Dla Czytelników i z Czytelnikami. 80-letni "Dziennik Bałtycki" był zawsze blisko ludzi
Czytelnik - to słowo od zawsze pisaliśmy wielką literą. Już na starcie dowiadywał się o tym każdy młody reporter, a redakcyjna korekta, czyli specjaliści od języka, ganiła zapominalskich, podkreślając błąd na wydruku strony czerwonym pisakiem. To było jak uwaga w dzienniku, jak źle napisany sprawdzian. Koniecznie do poprawy.
Ci sami ludzie, rozpoczynający swoją dziennikarską przygodę, gorączkowo szukali tematów, które mogłyby się znaleźć w wydaniu - już na starcie próbowali więc oceniać pracę urzędników i "tropić afery". Analizowali policyjne statystyki i komunikaty. Mówili o tym z ożywieniem! Ale szybko się dowiadywali, że tę pracę trzeba zacząć od spotkania z człowiekiem.
I tak każdy, absolutnie każdy, schodził na redakcyjny parter i trafiał do miejsca, z którego zawsze wracał z jakąś historią. Niektóre były skomplikowane, przytłaczały. Inne - dzięki dziennikarskiej pracy - udawało się rozwiązać bardzo szybko. Ten kontakt był jak powiew wiatru w żagle - nic anonimowego, "wydzwonionego", z drugiej ręki. Takie poczucie dawało tylko wysłuchanie prawdziwej opowieści.
Miejsce na parterze. Czym było? To zaledwie dwa niewielkie pokoje i kawałek otwartej przestrzeni. Tam Czytelnicy przychodzili, by rozmawiać. Mieli zaufanie - prosili o pomoc, podpowiedź, niektórzy po prostu potrzebowali chwili uwagi. Tam też mogli się spotykać z naszymi zaprzyjaźnionymi prawnikami, gdy skorzystanie z komercyjnej usługi przerastało ich możliwości. Z rzecznikiem ZUS często rozmawiali o swojej emerytalnej historii. Wiosną przynosili do sprawdzenia wypełnione PIT-y - w tym czasie, specjalnie dla nich, dyżurowali w redakcji specjaliści z urzędu skarbowego. Już w sierpniu dopytywali zaś o coroczny kiermasz podręczników, który organizowaliśmy, dając uczniom możliwość przynoszenia i odbierania używanych książek.
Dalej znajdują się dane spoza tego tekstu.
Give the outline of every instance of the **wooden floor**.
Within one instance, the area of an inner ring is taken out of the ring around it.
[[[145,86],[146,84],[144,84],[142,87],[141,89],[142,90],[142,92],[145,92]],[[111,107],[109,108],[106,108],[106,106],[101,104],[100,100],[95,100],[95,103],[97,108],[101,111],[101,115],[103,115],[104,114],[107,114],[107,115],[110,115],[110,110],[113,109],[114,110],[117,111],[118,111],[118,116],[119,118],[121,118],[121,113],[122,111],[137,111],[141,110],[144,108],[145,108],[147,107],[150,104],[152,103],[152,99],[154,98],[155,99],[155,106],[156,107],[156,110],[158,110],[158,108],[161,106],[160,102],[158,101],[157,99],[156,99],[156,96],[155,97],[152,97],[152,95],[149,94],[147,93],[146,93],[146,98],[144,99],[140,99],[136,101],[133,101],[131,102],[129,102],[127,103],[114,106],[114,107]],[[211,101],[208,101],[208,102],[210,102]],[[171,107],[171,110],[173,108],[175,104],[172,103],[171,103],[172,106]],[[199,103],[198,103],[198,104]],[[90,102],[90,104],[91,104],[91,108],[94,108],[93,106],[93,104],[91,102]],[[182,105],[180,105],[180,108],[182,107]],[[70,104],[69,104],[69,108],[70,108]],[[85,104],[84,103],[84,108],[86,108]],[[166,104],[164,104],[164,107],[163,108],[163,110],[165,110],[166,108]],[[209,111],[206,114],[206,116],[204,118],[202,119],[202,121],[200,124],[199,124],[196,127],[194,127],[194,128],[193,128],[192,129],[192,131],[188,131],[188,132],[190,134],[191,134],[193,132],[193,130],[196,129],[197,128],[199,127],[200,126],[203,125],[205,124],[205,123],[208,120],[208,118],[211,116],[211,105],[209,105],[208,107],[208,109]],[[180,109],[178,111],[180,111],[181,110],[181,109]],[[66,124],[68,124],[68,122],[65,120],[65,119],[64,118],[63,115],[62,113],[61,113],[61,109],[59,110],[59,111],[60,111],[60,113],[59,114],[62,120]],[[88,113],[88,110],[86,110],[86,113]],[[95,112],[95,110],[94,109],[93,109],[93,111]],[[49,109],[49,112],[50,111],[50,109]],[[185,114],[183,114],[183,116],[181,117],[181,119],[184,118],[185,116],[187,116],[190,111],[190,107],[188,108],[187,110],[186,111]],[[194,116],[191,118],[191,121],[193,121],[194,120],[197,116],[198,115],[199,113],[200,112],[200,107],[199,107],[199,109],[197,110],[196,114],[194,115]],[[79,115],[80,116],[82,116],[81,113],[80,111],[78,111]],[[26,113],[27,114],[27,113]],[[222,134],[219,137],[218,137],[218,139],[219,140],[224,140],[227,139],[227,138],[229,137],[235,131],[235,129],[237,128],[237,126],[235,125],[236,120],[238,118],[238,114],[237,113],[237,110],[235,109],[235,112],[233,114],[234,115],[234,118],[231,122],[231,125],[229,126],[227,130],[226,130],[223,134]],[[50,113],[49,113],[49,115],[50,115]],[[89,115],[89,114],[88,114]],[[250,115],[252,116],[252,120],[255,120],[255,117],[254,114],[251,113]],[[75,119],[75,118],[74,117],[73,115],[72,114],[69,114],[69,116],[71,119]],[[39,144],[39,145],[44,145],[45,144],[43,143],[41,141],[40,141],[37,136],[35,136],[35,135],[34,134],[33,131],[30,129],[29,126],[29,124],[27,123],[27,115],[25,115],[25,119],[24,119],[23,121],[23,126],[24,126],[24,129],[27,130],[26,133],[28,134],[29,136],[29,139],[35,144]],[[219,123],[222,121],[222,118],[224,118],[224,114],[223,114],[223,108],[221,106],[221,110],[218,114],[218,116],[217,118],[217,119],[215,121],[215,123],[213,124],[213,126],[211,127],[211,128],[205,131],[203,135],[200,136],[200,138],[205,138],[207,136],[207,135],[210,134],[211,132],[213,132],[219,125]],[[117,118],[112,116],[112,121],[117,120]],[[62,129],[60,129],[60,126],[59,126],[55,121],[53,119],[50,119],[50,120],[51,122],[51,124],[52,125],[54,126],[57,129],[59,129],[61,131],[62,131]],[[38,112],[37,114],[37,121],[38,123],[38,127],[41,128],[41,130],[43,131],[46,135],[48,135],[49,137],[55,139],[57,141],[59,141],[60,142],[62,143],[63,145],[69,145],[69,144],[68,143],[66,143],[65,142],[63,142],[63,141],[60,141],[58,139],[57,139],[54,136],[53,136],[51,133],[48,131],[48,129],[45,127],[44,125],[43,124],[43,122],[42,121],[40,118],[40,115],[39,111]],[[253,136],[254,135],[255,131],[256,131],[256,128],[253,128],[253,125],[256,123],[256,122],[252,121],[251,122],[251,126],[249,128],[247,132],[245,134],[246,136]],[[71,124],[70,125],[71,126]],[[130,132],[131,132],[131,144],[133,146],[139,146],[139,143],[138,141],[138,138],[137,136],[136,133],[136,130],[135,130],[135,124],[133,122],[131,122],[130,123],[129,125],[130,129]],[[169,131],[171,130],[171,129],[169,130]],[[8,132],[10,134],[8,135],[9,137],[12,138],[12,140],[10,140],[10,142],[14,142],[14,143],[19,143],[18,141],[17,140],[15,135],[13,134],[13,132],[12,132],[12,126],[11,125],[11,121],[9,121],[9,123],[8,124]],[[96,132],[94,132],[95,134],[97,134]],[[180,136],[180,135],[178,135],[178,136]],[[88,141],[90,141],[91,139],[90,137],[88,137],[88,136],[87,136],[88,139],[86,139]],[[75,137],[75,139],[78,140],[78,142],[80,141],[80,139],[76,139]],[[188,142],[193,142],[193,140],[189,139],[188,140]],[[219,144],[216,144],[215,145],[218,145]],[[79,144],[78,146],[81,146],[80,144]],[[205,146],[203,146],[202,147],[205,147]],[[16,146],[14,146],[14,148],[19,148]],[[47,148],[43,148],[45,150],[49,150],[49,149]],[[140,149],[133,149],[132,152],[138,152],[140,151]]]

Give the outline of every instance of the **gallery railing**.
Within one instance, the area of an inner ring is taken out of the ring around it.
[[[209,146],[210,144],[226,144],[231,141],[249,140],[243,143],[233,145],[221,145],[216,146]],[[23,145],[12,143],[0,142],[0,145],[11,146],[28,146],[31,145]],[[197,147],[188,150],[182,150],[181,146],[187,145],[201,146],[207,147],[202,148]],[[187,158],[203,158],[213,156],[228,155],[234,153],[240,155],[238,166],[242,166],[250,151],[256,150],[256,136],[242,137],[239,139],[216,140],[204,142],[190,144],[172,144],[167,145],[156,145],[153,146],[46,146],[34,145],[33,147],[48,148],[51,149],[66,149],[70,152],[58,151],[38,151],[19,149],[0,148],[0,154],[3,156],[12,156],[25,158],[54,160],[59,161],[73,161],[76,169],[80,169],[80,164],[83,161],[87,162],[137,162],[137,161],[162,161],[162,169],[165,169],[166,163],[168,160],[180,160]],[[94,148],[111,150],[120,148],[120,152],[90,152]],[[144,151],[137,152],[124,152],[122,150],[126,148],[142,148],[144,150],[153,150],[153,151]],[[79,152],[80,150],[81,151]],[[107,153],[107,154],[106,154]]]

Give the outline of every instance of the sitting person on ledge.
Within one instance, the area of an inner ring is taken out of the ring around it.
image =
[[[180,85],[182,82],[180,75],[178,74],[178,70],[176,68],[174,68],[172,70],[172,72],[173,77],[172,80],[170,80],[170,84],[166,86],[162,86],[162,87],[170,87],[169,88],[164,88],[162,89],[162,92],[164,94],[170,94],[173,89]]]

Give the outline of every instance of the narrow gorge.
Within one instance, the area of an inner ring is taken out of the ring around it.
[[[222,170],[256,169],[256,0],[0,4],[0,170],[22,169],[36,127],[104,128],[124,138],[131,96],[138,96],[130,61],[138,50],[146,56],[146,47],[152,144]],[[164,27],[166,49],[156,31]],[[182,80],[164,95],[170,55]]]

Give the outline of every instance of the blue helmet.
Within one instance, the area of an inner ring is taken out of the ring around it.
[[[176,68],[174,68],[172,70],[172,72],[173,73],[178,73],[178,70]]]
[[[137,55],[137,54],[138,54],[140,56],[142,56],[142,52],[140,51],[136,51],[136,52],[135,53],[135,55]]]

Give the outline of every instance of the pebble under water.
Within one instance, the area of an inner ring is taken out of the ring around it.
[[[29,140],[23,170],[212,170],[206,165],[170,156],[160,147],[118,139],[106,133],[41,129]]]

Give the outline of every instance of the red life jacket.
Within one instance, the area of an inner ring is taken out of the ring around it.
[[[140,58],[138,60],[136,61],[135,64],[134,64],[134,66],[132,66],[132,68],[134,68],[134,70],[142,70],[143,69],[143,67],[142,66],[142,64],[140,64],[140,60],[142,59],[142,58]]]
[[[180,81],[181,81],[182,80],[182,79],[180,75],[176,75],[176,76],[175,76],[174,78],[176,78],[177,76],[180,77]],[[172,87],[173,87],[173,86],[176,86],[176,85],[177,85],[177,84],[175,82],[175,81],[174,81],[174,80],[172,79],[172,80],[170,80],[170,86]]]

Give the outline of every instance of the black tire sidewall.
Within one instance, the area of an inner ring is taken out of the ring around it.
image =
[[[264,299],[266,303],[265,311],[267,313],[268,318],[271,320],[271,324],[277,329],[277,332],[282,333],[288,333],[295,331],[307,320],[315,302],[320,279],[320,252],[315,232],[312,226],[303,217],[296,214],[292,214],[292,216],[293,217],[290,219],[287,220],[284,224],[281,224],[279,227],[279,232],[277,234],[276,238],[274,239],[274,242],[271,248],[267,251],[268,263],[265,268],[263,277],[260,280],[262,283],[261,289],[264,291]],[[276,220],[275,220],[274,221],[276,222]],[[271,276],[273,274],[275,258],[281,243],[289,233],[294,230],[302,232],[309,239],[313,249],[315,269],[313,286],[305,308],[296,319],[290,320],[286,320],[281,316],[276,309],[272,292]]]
Oddaliśmy naszym Czytelnikom infolinię. Z bezpłatnego połączenia z redakcją korzystali codziennie. Jedni chcieli rozmawiać z autorami, inni krótko komentowali przeczytany właśnie artykuł. Ich opinie drukowaliśmy na bieżąco, przygotowując też specjalne kolumny z listami. Podczas wielkiej powodzi w 2001 roku kontaktowaliśmy ze sobą poszkodowanych i niosących pomoc.
Nie zapomnę długich kolejek, jakie ustawiały się przed spotkaniem ze Zbigniewem Jujką, gdy podpisywał książeczki ze swoimi komentującymi rzeczywistość rysunkami. I emocji, jakie towarzyszyły rozmowom z redaktorem Tadeuszem Skutnikiem, który w "Rejsach" napisał cykl reportaży o prof. Rudolfie Spannerze. Wtedy nikt nie liczył czasu.
Ale dziś świat jest inny - na pewno bardziej rozpędzony. Technologie przebudowały naszą rzeczywistość, na pewno w relacjach jest więcej anonimowości. I choć zupełnie inaczej kontaktujemy się z naszymi Czytelnikami i Internautami, to wciąż jesteśmy dla Was.